The Northern Legions (Legie Północne; Légions du Nord) were infantry and cavalry units of the Polish Legions, during the campaign of the War of the Fourth Coalition fought against the Kingdom of Prussia. It consisted of Polish soldiers, mostly originating as the deserters from the Royal Prussian Army. Two legions were founded on 20 September 1806, and were eventually incorporated into a singular formation on 20 March 1807. It was eventually disbanded in 1808, and incorporated into the 2nd Legion of the Army of the Duchy of Warsaw.

== History ==
The Northern Legions were established under decrees issued by Napoleon Bonaparte on 20 September 1806, during the War of the Fourth Coalition against the Kingdom of Prussia. They utilised Polish soldiers that had deserted from the Royal Prussian Army.

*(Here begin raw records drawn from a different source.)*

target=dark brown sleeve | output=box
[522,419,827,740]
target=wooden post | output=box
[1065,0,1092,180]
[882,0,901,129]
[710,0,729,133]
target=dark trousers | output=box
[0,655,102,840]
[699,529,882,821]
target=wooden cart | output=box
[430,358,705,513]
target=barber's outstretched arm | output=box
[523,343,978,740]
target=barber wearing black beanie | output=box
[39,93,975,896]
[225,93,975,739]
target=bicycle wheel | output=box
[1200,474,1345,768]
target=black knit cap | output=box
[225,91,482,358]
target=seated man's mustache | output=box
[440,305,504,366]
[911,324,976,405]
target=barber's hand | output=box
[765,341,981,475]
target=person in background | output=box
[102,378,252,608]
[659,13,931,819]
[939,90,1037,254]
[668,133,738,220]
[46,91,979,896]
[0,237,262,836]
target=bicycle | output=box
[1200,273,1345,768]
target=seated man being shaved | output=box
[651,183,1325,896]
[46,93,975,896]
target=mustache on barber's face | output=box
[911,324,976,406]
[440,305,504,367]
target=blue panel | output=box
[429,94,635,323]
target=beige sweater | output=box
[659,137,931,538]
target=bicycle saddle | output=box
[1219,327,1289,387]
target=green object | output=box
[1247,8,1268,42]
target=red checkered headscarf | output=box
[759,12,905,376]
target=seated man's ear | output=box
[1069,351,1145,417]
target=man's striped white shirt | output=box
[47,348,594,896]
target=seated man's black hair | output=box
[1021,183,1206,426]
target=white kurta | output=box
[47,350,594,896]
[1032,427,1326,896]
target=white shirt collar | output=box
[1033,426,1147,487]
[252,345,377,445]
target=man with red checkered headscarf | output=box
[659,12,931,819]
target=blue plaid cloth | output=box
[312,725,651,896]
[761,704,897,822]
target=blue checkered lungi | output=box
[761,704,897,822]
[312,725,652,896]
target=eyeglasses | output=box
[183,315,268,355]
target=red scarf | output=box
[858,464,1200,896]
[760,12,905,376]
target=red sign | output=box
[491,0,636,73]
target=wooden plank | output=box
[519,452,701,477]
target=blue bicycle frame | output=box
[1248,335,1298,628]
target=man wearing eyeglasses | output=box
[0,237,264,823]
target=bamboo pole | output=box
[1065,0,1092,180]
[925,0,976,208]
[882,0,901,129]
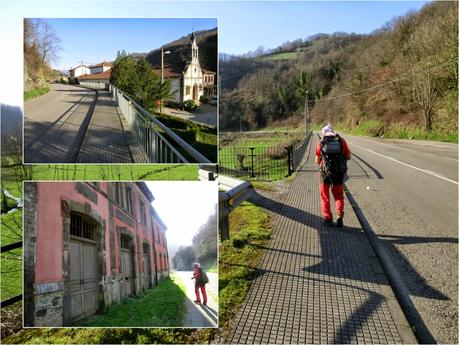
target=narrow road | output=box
[24,84,148,163]
[228,138,416,344]
[24,84,97,163]
[345,136,458,343]
[173,271,218,327]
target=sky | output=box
[45,18,217,70]
[146,181,218,247]
[0,0,426,107]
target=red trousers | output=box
[320,183,344,220]
[194,285,207,303]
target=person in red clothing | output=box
[191,262,207,305]
[316,124,351,228]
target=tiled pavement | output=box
[77,91,148,163]
[227,136,416,344]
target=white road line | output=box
[353,144,459,185]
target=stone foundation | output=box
[34,282,64,327]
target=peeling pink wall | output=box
[35,182,110,283]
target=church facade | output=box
[159,33,216,104]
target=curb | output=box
[344,185,437,344]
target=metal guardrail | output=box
[199,169,252,241]
[289,132,312,175]
[219,132,311,179]
[109,84,210,163]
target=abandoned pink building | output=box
[24,182,169,327]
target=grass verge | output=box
[78,278,186,327]
[24,86,49,102]
[219,201,271,328]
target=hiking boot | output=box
[323,219,333,228]
[336,217,343,228]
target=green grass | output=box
[260,52,298,60]
[24,86,49,101]
[219,201,271,328]
[78,278,186,327]
[155,114,217,162]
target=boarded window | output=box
[70,213,96,241]
[140,200,147,225]
[126,187,134,214]
[120,234,131,249]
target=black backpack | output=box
[320,134,347,184]
[201,271,209,284]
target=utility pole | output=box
[304,90,309,136]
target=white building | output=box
[69,65,91,78]
[159,33,216,103]
[89,61,113,74]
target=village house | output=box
[24,182,169,327]
[153,33,216,104]
[69,61,113,90]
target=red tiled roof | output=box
[201,68,217,74]
[153,62,186,78]
[78,70,112,80]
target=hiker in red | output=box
[191,262,207,305]
[316,124,351,228]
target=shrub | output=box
[183,99,198,111]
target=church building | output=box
[158,33,216,103]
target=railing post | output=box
[287,146,293,176]
[218,215,229,241]
[249,147,255,177]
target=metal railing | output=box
[289,132,312,175]
[219,147,289,179]
[199,167,252,241]
[109,84,210,163]
[219,133,311,179]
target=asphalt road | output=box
[340,136,458,343]
[24,84,95,163]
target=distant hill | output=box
[145,28,218,72]
[219,1,458,141]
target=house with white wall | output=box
[69,65,91,78]
[153,33,216,103]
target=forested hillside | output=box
[24,18,61,91]
[220,2,458,140]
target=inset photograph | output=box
[24,18,218,163]
[23,181,218,328]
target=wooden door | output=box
[70,237,100,321]
[120,248,134,299]
[143,252,151,289]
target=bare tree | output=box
[412,65,438,131]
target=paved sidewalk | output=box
[227,136,416,344]
[174,271,218,328]
[77,91,148,163]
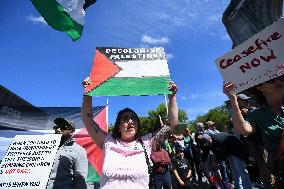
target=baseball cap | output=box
[206,121,215,125]
[176,147,183,153]
[237,94,250,100]
[53,117,75,132]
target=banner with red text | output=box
[0,134,61,189]
[215,18,284,93]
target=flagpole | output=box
[106,98,109,128]
[164,94,169,116]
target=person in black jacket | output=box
[196,133,252,189]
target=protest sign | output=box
[0,134,61,189]
[85,47,171,96]
[215,18,284,93]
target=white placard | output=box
[215,18,284,93]
[0,134,61,189]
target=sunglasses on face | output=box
[53,125,72,130]
[266,75,284,83]
[121,115,137,122]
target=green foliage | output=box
[191,105,229,131]
[109,103,229,135]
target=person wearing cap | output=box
[173,147,191,188]
[196,133,252,189]
[195,122,204,133]
[204,120,229,186]
[223,75,284,188]
[46,117,88,189]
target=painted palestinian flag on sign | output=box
[85,47,171,96]
[73,106,108,182]
[31,0,96,41]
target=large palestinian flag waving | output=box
[85,47,171,96]
[74,106,107,182]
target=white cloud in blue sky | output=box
[0,0,235,123]
[141,35,170,45]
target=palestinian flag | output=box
[31,0,96,41]
[85,48,171,96]
[74,106,108,183]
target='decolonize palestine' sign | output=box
[215,18,284,93]
[85,47,171,96]
[0,134,61,189]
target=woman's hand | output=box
[169,81,178,95]
[82,77,92,93]
[223,82,237,100]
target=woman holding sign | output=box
[223,75,284,188]
[82,78,178,189]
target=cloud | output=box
[221,33,231,41]
[180,96,187,100]
[141,35,170,45]
[188,91,224,100]
[27,15,47,25]
[166,53,174,60]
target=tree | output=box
[191,105,229,131]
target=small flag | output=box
[31,0,96,41]
[85,48,171,96]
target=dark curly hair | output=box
[112,108,141,139]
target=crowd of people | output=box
[48,76,284,189]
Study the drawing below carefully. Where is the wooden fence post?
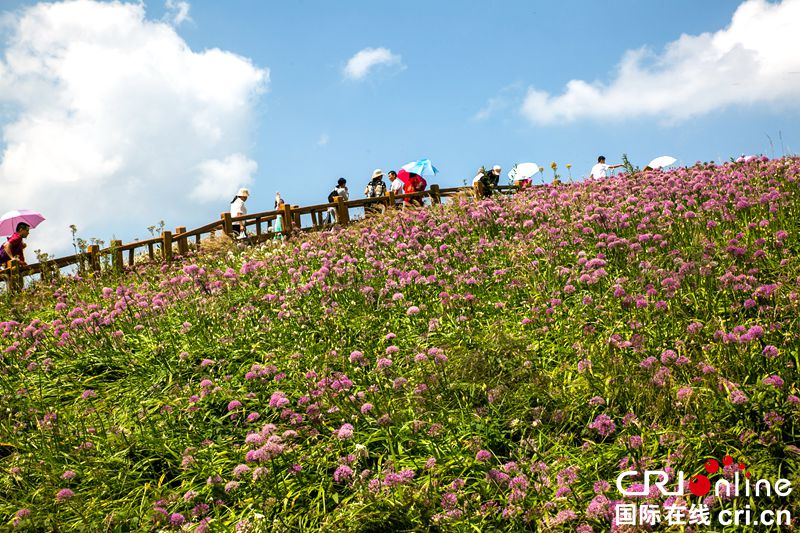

Two legions were formed. The first was commanded by general Józef Zajączek, and consisted of four battalions. The second was called up on 23 September, with general Jan Henryk Wołodkowicz in its command. Each legion was envisioned to eventually reach 5,000 soldiers, thought this was never achieved. The 1st Northern Legion was sent to Szczecin as part of general Jean-François Xavier de Ménard's division. The 2nd Northern Legion in March 1807 was incorporated into the 1st Northern Legion. It new commanders became were Michał Gedeon Radziwiłł and Maciej Sobolewski. The legion was formed in Landau, and on 20 November, it had about 1,200 soldiers. On 24 November, it set off for the front. It took part in battles in Pomerania, and distinguished itself in the campaigns near Tczew and Gdańsk, and performed garrison duty in the Vistula Mouth Fortress.

As a result of the strong demands of the soldiers, in 1808 the Northern Legion became part of the Army of the Duchy of Warsaw, and was transformed into the 5th and 6th infantry regiments of the 2nd Legion of the Duchy of Warsaw under General Józef Zajączek.